In [16]:
###### Set Up #####
# verify our folder with the data and module assets is installed
# if it is installed make sure it is the latest
!test -e ds-assets && cd ds-assets && git pull && cd ..
# if it is not installed clone it
!test ! -e ds-assets && git clone https://github.com/lutzhamel/ds-assets.git
# point to the folder with the assets
home = "ds-assets/assets/"
import sys
sys.path.append(home)      # add home folder to module search path
!TZ=America/New_York date

Already up to date.
Fri Feb 16 07:04:41 AM EST 2024


# NLP & ML: Classification

We saw that we convert text document into a ‘vector model’ (bag-of-words).

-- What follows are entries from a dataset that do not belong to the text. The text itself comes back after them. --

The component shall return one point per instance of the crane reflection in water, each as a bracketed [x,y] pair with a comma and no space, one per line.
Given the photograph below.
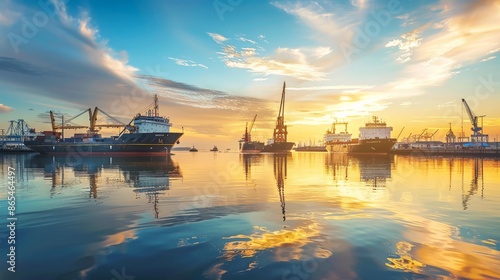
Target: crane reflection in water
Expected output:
[279,168]
[374,170]
[146,175]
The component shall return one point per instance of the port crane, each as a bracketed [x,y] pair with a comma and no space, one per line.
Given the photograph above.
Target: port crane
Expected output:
[93,127]
[477,131]
[248,136]
[280,132]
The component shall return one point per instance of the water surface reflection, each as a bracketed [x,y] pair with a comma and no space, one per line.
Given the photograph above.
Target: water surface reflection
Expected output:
[232,216]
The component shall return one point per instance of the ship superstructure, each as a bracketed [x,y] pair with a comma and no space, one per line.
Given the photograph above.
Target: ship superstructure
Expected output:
[147,134]
[374,137]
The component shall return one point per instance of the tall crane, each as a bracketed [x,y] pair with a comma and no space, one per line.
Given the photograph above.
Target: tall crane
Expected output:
[473,119]
[247,136]
[280,132]
[477,130]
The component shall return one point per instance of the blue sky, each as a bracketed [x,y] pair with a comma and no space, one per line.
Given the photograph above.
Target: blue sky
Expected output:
[217,63]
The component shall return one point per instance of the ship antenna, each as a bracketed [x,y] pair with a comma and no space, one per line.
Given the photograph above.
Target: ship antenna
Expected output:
[156,106]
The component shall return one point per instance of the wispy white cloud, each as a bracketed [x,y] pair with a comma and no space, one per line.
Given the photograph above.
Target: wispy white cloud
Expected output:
[4,108]
[260,79]
[359,3]
[186,62]
[406,44]
[488,58]
[243,39]
[333,87]
[463,37]
[219,39]
[284,61]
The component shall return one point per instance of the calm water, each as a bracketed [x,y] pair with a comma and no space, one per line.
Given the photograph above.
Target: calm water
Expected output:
[228,216]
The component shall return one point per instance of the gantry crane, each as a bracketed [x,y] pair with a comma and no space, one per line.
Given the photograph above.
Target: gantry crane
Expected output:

We showed that the vector model allows us to perform mathematical analysis on documents such as *which documents are similar to each other?*

Next question: can we construct *machine learning classification models* on document collections using the vector model? -- **Yes!**



Consider again our news article data set. We would like to construct a classifier that can correctly classifier political and science documents.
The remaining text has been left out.